Cultural festivals celebrated in Hongcheon include the Chal Oksusu (Corn) Festival, Mugunghwa (Hibiscus) Festival, and Ginseng Festival. The Mugunghwa Festival honors the memory of Namgung Eok, a statesman and journalist from Hongcheon. The Hongcheon Ginseng Festival, first held in 2003, is held annually in October to celebrate the medicinal properties of ginseng, considered a miracle medicine in Korea. Traditional Taekkyeon and Dudrak performances are part of the festivities. Previously, the county celebrated Choi Seung-hee Dance Festival in honor of a dancer who developed modern forms of traditional folk dances, but because she spent the latter years of her life in North Korea, she is no longer celebrated.

== Symbol Mark ==
Among the five colors of Mugunghwa petals, blue symbolizes the spirit of the county people, green symbolizes the unpolluted natural environment. Pink symbolizes the fragrance of flowers. Yellow symbolizes the peace of Hongcheon. Red symbolizes the passion of Hongcheon.

The center of the flower represents the cohesive power of the Hongcheon people and the green water droplets in the lower part represent a clean earth.

== Character ==
The name of the character is Mugung-gi (literally Eternal-flag) - a symbol of Hongcheon with MugungHwa (literally Eternal Flower) central to its design incorporating other elements.

The water droplets representing the nature of Hongcheon were expressed to the face. The high-tech antenna on the right expressed its meaning as a character leading the information age.

==Notable sites==
The Korean peninsula has been subject to archaeological excavations for establishing obsidian (a naturally occurring volcanic glass formed as an extrusive igneous rock) at many Paleolithic sites. One such site excavated is located in Hongcheon county, known as Hahwageri III. Several samples collected from the site have been subject to carbon dating. In the first cultural layer, out of the two layers established during the excavations, the finds consists of microliths of obsidian and quartz crystal which are embedded in microblade cores. In addition, arrowheads, cores, anvils, hammerstones and pecking tools have also been recovered, apart from a large cache of obsidian artifacts.
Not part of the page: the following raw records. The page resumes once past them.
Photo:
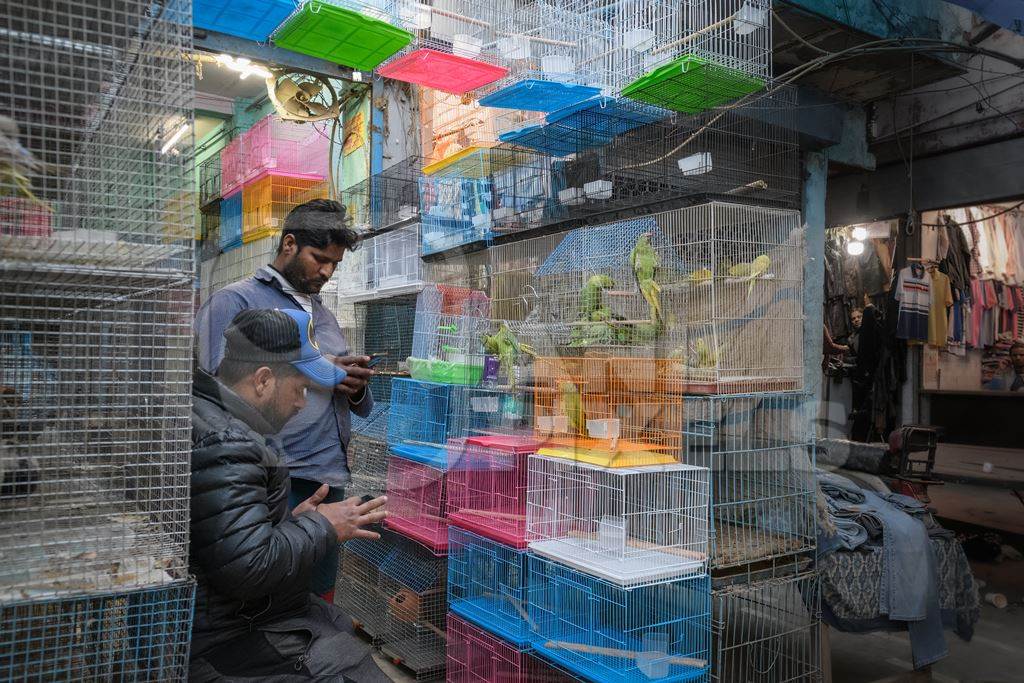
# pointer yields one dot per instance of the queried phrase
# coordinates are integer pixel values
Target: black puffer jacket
(251, 557)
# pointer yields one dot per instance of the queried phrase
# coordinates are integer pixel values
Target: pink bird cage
(417, 502)
(487, 487)
(24, 217)
(285, 148)
(476, 656)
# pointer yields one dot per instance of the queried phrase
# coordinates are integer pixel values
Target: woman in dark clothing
(862, 375)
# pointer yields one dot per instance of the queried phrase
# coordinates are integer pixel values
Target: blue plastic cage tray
(252, 19)
(537, 95)
(230, 221)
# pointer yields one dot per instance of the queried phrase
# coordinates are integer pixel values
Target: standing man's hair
(318, 223)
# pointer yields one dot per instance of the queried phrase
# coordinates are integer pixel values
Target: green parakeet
(571, 404)
(505, 345)
(644, 260)
(592, 295)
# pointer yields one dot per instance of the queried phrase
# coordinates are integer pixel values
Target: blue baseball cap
(275, 335)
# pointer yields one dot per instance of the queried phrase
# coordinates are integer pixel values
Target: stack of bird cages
(759, 449)
(553, 51)
(766, 626)
(688, 56)
(455, 47)
(692, 291)
(744, 154)
(448, 338)
(209, 181)
(95, 327)
(474, 654)
(486, 493)
(600, 631)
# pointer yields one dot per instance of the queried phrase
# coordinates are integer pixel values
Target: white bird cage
(448, 335)
(714, 47)
(728, 276)
(553, 52)
(396, 267)
(630, 526)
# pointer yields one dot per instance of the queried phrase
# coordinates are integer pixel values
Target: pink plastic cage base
(442, 71)
(20, 216)
(474, 655)
(230, 167)
(487, 487)
(297, 151)
(416, 503)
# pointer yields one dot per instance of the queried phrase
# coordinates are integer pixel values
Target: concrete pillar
(815, 182)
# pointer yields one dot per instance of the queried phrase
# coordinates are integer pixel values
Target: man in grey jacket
(313, 241)
(255, 619)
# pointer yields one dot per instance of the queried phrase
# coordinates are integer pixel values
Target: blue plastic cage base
(538, 95)
(607, 669)
(487, 614)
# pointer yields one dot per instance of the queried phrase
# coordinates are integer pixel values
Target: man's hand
(358, 374)
(349, 516)
(310, 503)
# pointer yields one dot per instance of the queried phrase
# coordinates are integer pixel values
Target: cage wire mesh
(767, 628)
(474, 654)
(630, 526)
(551, 50)
(487, 585)
(759, 449)
(694, 291)
(604, 632)
(744, 154)
(130, 635)
(95, 434)
(454, 49)
(97, 163)
(728, 42)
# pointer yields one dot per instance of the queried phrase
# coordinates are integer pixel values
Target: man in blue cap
(252, 557)
(313, 241)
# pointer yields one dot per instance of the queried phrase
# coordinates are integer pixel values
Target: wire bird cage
(631, 526)
(94, 430)
(760, 452)
(129, 635)
(487, 586)
(745, 154)
(454, 211)
(395, 591)
(427, 417)
(487, 487)
(473, 655)
(209, 180)
(714, 282)
(690, 56)
(766, 627)
(455, 47)
(236, 264)
(604, 632)
(553, 52)
(448, 338)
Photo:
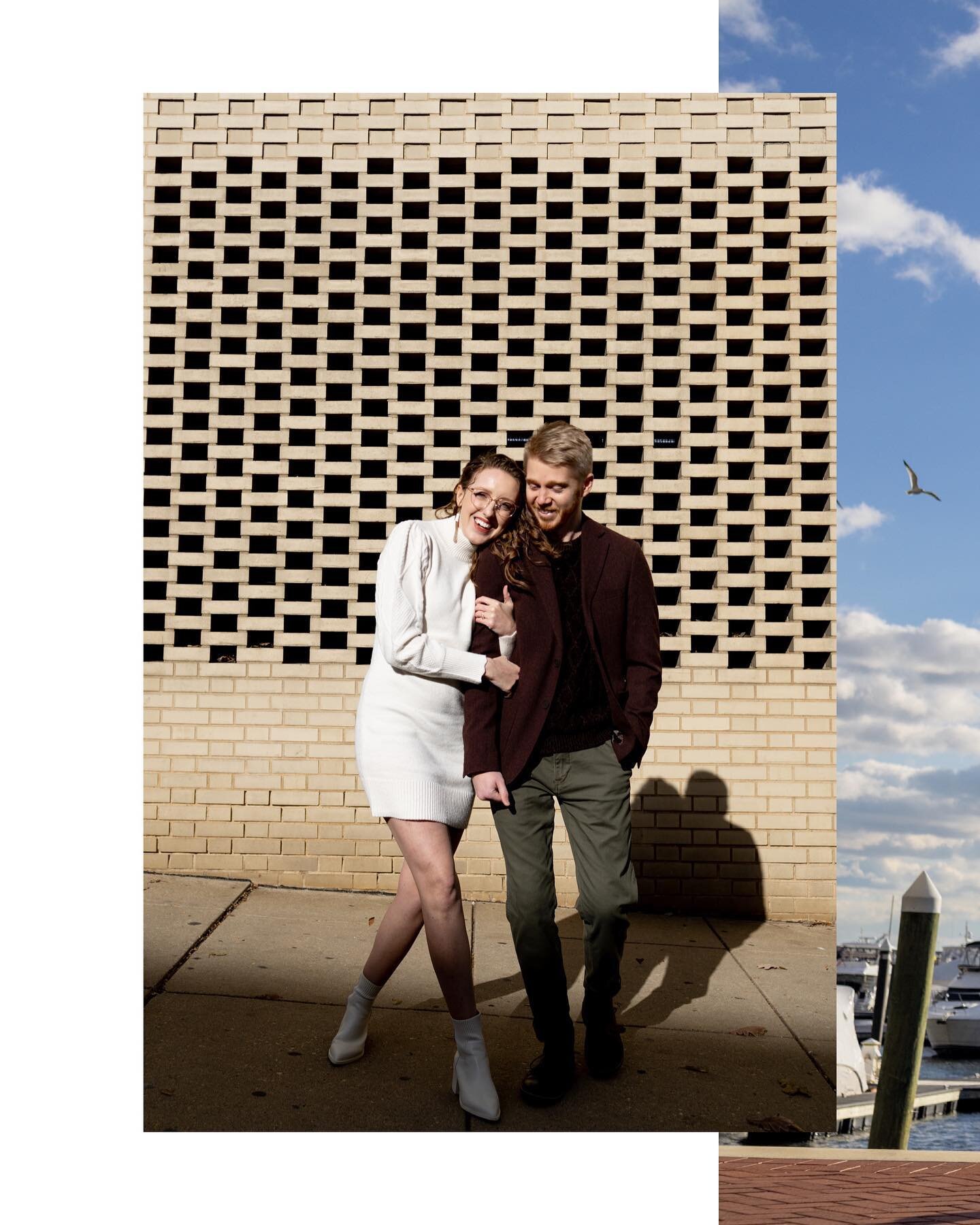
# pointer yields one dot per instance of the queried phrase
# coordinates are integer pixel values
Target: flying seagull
(914, 483)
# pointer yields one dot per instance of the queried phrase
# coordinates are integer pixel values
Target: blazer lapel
(594, 551)
(544, 587)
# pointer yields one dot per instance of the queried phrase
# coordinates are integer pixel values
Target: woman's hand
(502, 672)
(496, 615)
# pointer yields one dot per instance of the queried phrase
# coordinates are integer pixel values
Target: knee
(603, 912)
(440, 892)
(533, 908)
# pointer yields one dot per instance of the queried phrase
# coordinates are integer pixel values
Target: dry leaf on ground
(793, 1090)
(774, 1124)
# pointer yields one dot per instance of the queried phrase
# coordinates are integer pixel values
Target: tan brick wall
(281, 453)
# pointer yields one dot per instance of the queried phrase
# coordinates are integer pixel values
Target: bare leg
(428, 848)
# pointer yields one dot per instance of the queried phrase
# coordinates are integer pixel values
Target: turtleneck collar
(459, 548)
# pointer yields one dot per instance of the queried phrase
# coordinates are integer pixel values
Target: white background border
(74, 306)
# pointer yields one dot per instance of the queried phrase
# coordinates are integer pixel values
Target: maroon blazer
(620, 609)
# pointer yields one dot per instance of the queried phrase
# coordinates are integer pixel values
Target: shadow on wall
(712, 868)
(687, 855)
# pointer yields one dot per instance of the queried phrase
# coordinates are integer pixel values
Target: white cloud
(762, 85)
(858, 519)
(911, 691)
(908, 690)
(896, 821)
(961, 50)
(747, 18)
(881, 218)
(919, 272)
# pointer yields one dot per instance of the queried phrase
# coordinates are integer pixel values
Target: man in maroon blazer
(572, 729)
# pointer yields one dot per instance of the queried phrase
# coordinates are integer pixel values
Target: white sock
(470, 1028)
(367, 990)
(355, 1024)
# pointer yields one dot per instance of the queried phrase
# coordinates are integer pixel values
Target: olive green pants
(593, 793)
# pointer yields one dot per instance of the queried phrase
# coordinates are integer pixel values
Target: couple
(572, 604)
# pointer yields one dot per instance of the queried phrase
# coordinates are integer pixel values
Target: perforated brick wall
(347, 297)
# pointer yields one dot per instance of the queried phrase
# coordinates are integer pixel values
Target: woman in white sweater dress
(410, 747)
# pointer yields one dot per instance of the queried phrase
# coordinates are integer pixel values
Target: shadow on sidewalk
(692, 833)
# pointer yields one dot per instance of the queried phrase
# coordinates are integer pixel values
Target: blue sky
(906, 76)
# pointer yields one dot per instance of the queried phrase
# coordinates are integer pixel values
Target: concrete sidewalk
(728, 1022)
(814, 1188)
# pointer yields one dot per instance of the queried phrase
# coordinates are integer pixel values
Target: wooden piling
(906, 1017)
(882, 989)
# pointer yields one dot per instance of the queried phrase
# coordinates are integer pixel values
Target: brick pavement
(847, 1192)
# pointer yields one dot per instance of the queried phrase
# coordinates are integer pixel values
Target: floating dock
(932, 1099)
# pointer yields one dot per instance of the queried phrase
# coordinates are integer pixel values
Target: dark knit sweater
(578, 716)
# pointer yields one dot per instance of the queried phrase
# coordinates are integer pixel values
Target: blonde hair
(563, 446)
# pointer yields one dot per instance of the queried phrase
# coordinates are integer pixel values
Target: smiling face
(555, 495)
(478, 523)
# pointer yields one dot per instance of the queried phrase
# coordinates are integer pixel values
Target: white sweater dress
(408, 738)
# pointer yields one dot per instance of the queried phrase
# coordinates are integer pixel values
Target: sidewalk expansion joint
(157, 989)
(770, 1002)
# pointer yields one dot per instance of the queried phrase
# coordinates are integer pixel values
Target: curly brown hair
(522, 532)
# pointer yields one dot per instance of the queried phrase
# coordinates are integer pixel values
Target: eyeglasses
(482, 500)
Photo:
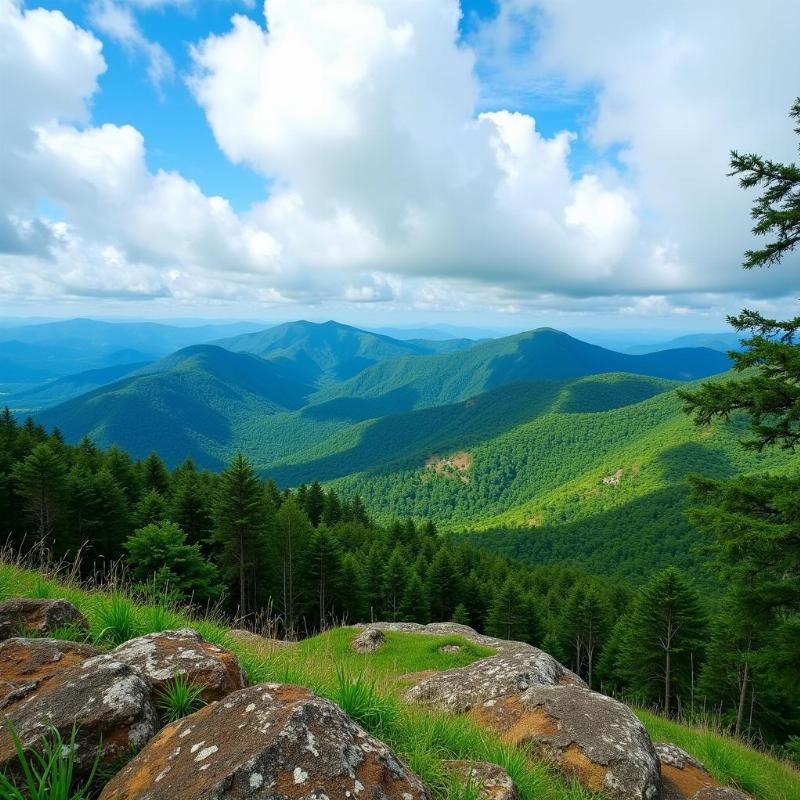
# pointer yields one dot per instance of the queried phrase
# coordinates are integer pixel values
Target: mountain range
(529, 441)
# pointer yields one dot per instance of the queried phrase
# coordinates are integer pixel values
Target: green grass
(179, 698)
(369, 687)
(47, 772)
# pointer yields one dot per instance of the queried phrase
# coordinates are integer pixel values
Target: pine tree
(154, 475)
(508, 618)
(461, 615)
(663, 643)
(444, 586)
(324, 572)
(41, 481)
(239, 525)
(585, 625)
(160, 556)
(151, 509)
(314, 503)
(395, 576)
(292, 533)
(415, 606)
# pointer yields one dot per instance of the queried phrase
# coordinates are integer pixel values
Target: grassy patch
(369, 687)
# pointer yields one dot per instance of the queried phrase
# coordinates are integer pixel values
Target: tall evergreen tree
(508, 617)
(664, 639)
(239, 525)
(40, 479)
(292, 533)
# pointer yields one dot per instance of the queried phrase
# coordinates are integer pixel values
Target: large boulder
(589, 736)
(458, 690)
(720, 793)
(23, 616)
(163, 656)
(268, 741)
(109, 702)
(488, 781)
(368, 641)
(682, 775)
(27, 663)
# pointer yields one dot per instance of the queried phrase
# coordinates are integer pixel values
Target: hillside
(596, 488)
(62, 389)
(330, 352)
(404, 384)
(197, 403)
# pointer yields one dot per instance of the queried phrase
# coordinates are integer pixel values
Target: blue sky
(517, 161)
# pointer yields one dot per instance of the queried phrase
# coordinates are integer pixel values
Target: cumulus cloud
(389, 181)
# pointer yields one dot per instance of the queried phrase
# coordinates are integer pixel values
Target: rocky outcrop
(160, 657)
(109, 701)
(24, 616)
(455, 629)
(459, 690)
(488, 781)
(682, 775)
(594, 738)
(268, 741)
(720, 793)
(25, 664)
(368, 641)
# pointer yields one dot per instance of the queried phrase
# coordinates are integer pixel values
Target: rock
(27, 663)
(458, 690)
(368, 641)
(682, 775)
(594, 738)
(720, 793)
(455, 629)
(23, 616)
(490, 781)
(162, 656)
(109, 701)
(267, 741)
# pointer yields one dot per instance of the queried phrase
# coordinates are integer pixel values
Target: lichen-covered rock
(455, 629)
(109, 702)
(720, 793)
(458, 690)
(25, 664)
(594, 738)
(162, 656)
(368, 641)
(489, 781)
(23, 615)
(268, 741)
(682, 775)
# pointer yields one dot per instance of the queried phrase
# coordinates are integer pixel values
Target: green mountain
(404, 384)
(604, 488)
(202, 402)
(62, 389)
(328, 352)
(725, 341)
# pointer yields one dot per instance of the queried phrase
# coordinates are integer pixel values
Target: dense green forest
(297, 561)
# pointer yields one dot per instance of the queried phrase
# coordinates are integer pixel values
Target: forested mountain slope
(605, 488)
(404, 384)
(329, 352)
(199, 402)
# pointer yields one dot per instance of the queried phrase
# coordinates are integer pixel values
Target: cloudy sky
(392, 161)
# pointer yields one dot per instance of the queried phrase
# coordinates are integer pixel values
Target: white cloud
(386, 183)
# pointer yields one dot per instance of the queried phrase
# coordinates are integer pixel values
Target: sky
(506, 163)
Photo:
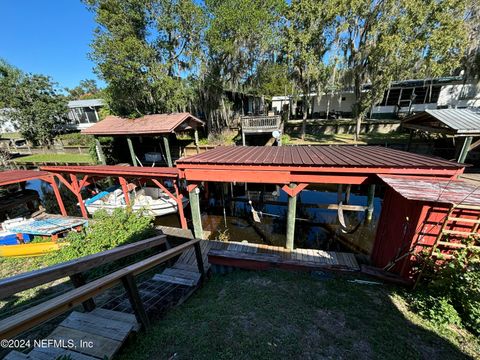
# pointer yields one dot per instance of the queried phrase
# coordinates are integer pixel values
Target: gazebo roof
(147, 125)
(457, 122)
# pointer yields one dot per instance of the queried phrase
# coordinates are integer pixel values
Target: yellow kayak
(33, 249)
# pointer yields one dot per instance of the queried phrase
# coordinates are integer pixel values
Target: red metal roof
(344, 156)
(436, 190)
(148, 124)
(17, 176)
(113, 170)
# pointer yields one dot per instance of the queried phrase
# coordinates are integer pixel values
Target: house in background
(83, 113)
(401, 99)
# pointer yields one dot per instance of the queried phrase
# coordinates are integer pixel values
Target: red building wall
(408, 227)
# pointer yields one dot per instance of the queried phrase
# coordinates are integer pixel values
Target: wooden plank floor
(249, 255)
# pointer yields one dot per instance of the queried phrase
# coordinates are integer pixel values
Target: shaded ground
(277, 315)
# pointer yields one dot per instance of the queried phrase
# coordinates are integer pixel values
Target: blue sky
(49, 37)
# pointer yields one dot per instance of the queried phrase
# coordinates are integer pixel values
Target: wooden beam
(132, 152)
(291, 214)
(167, 151)
(197, 143)
(58, 196)
(196, 214)
(78, 194)
(27, 280)
(35, 315)
(124, 185)
(100, 154)
(465, 148)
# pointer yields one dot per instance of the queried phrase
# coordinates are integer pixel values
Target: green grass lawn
(59, 158)
(287, 315)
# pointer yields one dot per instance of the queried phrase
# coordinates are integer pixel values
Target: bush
(103, 233)
(449, 293)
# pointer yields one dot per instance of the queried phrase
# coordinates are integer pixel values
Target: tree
(243, 37)
(307, 40)
(142, 49)
(383, 40)
(86, 88)
(38, 108)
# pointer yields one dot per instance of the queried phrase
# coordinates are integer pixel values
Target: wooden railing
(259, 123)
(84, 292)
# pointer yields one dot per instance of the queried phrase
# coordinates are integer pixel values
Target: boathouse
(297, 167)
(145, 133)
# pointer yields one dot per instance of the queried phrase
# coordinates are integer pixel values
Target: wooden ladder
(442, 239)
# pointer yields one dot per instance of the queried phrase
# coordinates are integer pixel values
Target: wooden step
(49, 353)
(88, 322)
(456, 232)
(174, 280)
(476, 221)
(118, 316)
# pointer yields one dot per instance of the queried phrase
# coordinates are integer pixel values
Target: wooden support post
(181, 213)
(167, 151)
(100, 154)
(197, 142)
(78, 194)
(58, 196)
(370, 202)
(124, 185)
(132, 152)
(135, 300)
(77, 281)
(347, 194)
(465, 148)
(292, 210)
(198, 255)
(339, 193)
(196, 215)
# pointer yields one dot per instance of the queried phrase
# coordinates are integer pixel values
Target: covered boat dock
(88, 173)
(296, 167)
(162, 125)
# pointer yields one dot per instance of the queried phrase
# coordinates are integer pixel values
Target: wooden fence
(84, 292)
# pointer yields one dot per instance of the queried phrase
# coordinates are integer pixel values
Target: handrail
(24, 281)
(18, 323)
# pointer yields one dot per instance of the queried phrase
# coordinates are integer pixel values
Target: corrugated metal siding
(434, 190)
(324, 156)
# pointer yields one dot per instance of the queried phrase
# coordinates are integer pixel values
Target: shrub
(449, 292)
(103, 233)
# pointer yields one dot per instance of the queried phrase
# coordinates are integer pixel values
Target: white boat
(149, 200)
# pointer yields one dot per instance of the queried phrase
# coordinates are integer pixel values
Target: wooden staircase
(448, 239)
(85, 336)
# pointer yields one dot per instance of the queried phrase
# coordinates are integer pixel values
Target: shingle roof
(460, 121)
(148, 124)
(317, 156)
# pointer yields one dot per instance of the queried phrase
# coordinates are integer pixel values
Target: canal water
(227, 215)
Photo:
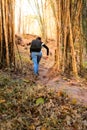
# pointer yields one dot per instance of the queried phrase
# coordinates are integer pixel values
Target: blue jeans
(36, 57)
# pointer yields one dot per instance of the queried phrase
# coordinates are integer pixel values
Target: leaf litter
(28, 106)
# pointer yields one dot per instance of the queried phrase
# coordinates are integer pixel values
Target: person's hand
(46, 57)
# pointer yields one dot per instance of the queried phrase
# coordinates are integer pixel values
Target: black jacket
(36, 46)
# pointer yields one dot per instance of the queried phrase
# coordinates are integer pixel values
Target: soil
(76, 89)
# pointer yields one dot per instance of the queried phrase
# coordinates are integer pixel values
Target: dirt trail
(75, 89)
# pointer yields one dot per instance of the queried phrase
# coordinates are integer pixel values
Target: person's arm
(46, 48)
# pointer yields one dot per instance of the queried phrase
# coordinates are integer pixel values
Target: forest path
(75, 89)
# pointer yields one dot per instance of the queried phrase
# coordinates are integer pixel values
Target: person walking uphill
(36, 53)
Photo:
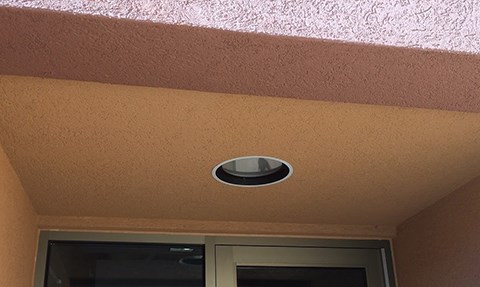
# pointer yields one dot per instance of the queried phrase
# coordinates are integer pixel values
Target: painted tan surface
(214, 227)
(98, 150)
(441, 245)
(18, 230)
(50, 44)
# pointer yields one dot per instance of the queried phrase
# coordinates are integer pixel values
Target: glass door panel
(254, 276)
(252, 266)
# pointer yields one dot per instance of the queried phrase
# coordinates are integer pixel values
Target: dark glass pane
(300, 277)
(75, 264)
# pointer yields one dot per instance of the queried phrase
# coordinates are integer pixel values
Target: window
(85, 259)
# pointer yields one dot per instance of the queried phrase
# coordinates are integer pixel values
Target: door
(260, 266)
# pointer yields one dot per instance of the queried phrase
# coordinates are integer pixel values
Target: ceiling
(92, 149)
(126, 115)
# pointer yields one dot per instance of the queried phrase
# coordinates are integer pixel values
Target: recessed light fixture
(250, 171)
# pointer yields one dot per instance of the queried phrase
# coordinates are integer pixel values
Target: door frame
(210, 242)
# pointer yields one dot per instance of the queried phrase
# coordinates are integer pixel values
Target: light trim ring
(226, 177)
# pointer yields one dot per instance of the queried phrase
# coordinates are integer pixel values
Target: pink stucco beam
(449, 25)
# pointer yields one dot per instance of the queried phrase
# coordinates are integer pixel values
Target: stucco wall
(441, 245)
(18, 230)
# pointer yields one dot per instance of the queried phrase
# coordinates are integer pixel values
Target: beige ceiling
(90, 149)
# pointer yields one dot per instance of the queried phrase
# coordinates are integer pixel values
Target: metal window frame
(210, 242)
The Suta Temple of Mt Gongjak is a Buddhist shrine at the foot of the Gongjak Mountain which appears like a peacock spreading its wings and its flora consists of azalea and ancient pine trees. It is a national monument that was built in 708, in stone, by the Buddhist priest WonHyo during the reign of King SeongDeok, the 33rd King of Silla.

==Notable people==
It is the birthplace of Lee Young-Pyo, who gained global recognition as the legendary leftback of the 2002 South Korea national football team which reached the semifinal of 2002 World Cup, and went on to play for various top tier teams in Europe such as Tottenham Hotspur and PSV Eindhoven to great acclaim.